I'm trying to find out the artist and painting name of a painting that my mother-in-law saw at the Louvre several years ago. I'm hoping someone might recognise the description.

She has described it as having pretty colours – renaissance blues/yellows- and there were young children holding on to their mothers ankles/legs trying to pull her back to earth while she was holding on to her husbands legs as he was being pulled up to heaven. The expression on the mothers face was distraught and you could see her face clearly….she was torn between going with her husband or staying with her children.

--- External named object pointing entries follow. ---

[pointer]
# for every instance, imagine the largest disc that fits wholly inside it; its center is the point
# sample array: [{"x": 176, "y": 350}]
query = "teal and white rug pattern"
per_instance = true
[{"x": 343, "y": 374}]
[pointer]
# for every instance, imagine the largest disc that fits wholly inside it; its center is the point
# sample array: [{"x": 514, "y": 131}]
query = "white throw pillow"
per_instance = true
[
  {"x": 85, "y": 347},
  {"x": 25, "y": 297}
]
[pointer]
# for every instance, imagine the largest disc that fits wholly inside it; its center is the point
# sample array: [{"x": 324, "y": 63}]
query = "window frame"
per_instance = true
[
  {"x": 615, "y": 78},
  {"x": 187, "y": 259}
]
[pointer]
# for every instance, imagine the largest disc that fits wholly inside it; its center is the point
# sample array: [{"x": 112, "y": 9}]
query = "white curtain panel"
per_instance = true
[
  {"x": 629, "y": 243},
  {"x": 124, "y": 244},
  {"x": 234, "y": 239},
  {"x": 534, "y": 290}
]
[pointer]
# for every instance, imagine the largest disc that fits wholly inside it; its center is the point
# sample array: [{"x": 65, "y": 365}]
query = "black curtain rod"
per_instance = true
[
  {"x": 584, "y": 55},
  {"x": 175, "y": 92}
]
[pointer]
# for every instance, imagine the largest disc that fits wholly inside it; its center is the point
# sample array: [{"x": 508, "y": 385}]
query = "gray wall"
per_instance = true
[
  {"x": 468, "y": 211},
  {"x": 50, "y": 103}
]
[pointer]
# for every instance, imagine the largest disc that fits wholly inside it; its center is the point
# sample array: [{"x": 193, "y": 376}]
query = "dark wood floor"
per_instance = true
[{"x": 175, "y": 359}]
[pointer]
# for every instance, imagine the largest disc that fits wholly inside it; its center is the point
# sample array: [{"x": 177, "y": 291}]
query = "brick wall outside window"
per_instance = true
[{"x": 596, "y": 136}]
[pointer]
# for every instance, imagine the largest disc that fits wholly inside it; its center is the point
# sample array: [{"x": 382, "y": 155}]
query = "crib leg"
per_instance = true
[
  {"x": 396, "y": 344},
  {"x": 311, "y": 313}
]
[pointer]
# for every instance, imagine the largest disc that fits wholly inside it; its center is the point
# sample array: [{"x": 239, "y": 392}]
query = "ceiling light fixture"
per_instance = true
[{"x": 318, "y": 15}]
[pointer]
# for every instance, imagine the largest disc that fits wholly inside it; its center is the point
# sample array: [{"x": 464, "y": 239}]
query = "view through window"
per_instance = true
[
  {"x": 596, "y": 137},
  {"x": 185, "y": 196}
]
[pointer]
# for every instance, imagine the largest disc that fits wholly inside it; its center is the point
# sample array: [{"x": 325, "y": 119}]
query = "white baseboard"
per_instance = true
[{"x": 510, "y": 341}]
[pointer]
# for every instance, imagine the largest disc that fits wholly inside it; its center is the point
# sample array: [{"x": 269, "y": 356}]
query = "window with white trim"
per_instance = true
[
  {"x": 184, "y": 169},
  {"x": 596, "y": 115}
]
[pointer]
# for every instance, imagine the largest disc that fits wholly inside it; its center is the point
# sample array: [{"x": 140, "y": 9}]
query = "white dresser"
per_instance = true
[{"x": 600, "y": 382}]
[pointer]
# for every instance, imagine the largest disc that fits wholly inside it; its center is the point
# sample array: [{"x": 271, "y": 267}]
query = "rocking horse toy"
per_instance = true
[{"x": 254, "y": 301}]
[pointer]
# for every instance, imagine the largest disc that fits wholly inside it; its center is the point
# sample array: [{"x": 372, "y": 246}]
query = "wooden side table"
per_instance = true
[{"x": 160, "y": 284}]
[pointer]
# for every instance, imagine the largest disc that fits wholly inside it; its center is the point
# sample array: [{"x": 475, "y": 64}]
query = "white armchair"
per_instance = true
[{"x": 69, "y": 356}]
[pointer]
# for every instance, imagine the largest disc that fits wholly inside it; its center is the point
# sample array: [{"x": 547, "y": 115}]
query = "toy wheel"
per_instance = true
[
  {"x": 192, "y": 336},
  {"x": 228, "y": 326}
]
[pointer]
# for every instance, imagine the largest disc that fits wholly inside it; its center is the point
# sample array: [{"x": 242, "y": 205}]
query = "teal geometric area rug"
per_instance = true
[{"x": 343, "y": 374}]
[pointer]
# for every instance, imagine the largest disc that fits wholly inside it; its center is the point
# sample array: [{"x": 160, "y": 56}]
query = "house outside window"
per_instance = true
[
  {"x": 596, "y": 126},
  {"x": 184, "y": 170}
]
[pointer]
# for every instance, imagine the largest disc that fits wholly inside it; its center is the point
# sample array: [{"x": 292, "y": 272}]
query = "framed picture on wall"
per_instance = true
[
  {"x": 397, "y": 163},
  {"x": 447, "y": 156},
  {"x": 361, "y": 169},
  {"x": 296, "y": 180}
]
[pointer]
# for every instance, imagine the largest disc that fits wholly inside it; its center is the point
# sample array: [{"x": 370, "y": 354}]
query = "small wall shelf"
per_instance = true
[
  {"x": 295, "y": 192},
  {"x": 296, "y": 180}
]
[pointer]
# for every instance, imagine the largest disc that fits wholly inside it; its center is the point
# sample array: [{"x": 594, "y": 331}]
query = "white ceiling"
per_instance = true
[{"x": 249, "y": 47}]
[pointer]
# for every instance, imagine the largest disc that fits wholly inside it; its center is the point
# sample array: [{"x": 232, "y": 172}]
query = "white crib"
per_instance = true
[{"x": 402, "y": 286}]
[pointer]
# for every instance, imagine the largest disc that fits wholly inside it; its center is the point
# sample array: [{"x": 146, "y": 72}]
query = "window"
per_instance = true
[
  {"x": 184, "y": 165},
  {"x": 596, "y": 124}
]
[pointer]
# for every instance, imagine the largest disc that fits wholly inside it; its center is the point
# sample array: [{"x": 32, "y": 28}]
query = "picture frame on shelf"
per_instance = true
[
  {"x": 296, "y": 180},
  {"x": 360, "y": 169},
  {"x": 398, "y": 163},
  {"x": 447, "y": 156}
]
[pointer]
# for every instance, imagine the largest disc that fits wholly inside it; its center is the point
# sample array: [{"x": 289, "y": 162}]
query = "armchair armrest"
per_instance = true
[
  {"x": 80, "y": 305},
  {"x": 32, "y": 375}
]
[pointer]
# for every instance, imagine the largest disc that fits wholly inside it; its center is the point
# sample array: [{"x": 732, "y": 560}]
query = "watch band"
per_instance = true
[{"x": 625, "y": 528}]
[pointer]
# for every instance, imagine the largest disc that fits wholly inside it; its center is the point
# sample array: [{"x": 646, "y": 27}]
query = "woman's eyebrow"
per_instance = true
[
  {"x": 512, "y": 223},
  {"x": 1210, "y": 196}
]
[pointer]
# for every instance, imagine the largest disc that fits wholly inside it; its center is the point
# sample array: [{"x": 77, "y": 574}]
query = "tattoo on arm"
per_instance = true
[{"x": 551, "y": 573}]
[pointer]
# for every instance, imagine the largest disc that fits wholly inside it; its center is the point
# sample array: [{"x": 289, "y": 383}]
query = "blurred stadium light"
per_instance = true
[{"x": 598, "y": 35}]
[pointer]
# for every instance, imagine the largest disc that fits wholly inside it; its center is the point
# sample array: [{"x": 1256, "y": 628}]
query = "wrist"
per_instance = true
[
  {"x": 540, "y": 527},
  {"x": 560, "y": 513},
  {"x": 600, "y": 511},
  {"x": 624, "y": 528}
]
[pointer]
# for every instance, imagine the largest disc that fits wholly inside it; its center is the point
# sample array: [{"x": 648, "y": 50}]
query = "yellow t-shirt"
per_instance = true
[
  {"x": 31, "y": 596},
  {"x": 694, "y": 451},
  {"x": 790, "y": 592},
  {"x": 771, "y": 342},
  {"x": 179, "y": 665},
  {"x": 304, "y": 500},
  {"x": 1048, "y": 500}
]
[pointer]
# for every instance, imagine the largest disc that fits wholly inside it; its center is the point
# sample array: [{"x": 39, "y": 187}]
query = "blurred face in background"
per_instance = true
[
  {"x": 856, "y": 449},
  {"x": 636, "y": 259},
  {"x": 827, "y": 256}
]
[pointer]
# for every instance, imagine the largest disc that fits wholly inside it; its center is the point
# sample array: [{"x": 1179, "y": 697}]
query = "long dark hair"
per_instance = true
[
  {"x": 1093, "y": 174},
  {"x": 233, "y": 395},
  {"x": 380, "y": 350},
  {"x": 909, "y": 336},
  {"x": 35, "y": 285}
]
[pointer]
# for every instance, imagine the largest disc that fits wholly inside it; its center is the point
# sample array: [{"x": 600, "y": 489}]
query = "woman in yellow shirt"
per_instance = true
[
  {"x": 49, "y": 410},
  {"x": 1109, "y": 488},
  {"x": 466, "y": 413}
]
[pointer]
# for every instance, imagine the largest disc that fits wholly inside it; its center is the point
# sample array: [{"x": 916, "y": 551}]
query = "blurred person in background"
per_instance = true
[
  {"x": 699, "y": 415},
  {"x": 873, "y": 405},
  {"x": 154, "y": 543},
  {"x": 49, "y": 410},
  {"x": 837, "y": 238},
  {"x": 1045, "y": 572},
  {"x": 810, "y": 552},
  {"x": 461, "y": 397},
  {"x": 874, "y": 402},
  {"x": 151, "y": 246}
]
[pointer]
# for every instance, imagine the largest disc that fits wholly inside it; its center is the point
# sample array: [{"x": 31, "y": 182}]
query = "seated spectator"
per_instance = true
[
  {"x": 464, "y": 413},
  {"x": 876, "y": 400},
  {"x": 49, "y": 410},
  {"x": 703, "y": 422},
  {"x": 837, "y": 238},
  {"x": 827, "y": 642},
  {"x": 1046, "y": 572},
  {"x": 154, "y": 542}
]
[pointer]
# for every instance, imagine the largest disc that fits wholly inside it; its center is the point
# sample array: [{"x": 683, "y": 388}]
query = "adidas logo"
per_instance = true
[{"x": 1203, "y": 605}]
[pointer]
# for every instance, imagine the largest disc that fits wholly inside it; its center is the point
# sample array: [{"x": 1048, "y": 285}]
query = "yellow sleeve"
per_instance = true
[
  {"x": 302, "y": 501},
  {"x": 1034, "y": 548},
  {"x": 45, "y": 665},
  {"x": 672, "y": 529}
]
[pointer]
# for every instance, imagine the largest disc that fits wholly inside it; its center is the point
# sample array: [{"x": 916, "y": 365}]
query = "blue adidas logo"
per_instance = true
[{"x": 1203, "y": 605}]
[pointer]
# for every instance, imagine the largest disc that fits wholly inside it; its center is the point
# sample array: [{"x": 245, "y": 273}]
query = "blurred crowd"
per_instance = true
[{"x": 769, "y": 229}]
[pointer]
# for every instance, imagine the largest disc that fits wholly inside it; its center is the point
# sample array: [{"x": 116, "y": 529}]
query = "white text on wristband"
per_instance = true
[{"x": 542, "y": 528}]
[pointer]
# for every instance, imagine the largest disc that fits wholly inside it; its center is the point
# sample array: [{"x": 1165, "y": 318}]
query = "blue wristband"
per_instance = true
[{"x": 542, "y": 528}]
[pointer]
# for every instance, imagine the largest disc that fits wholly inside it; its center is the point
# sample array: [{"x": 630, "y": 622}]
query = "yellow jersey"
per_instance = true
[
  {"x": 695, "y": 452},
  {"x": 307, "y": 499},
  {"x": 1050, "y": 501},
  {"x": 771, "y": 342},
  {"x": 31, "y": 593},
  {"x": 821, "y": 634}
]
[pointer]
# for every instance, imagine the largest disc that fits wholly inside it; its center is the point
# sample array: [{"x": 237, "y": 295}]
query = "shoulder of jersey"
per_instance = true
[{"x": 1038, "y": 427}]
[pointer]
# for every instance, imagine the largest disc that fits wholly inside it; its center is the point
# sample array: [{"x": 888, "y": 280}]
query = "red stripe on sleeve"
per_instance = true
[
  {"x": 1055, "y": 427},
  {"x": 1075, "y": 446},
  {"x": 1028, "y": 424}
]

My mother-in-law saw this at the Louvre around 10-12 years ago.


----------



## dickhutchings (Oct 6, 2015)

That's a bit of a stretch. I don't think anyone will be able to help you but my post will bump it back to the top. For a little while.


----------



## DefosseArt (Dec 20, 2017)

Lellaland said:


> I'm trying to find out the artist and painting name of a painting that my mother-in-law saw at the Louvre several years ago. I'm hoping someone might recognise the description.
> 
> She has described it as having pretty colours – renaissance blues/yellows- and there were young children holding on to their mothers ankles/legs trying to pull her back to earth while she was holding on to her husbands legs as he was being pulled up to heaven. The expression on the mothers face was distraught and you could see her face clearly….she was torn between going with her husband or staying with her children.
> 
> My mother-in-law saw this at the Louvre around 10-12 years ago.


try to do a digital tour in another museum, becauce the painting you describe don't hangs in louvre anymore, ore i did miss someting, most museums are renting eachother paintings, (for there own profit offcource) and it could be that the one you revering to is back to it's original museum, ore prehaps in a private collection, but ruffly, i could say, it's not a wel known painter like da vinci rubens ore murillo, otherwise, i would feel your describtion connects me to a painting, so good luck with the search


----------



## Fozzie (May 6, 2021)

DefosseArt said:


> try to do a digital tour in another museum, becauce the painting you describe don't hangs in louvre anymore, ore i did miss so-meting, most museums are renting eachother paintings, (for there own profit offcource) and it could be that the one you revering to is back to it's original museum, ore prehaps in a private collection, but ruffly, i could say, it's not a wel known painter like da vinci rubens ore murillo, otherwise, i would feel your describtion connects me to a painting, so good luck with the search


could it be
_Rutger Jan Schimmelpenninck with Wife and Children_, oil on canvas by Pierre-Paul Prud'hon, _c._1801–02; in the Louvre, Paris.


----------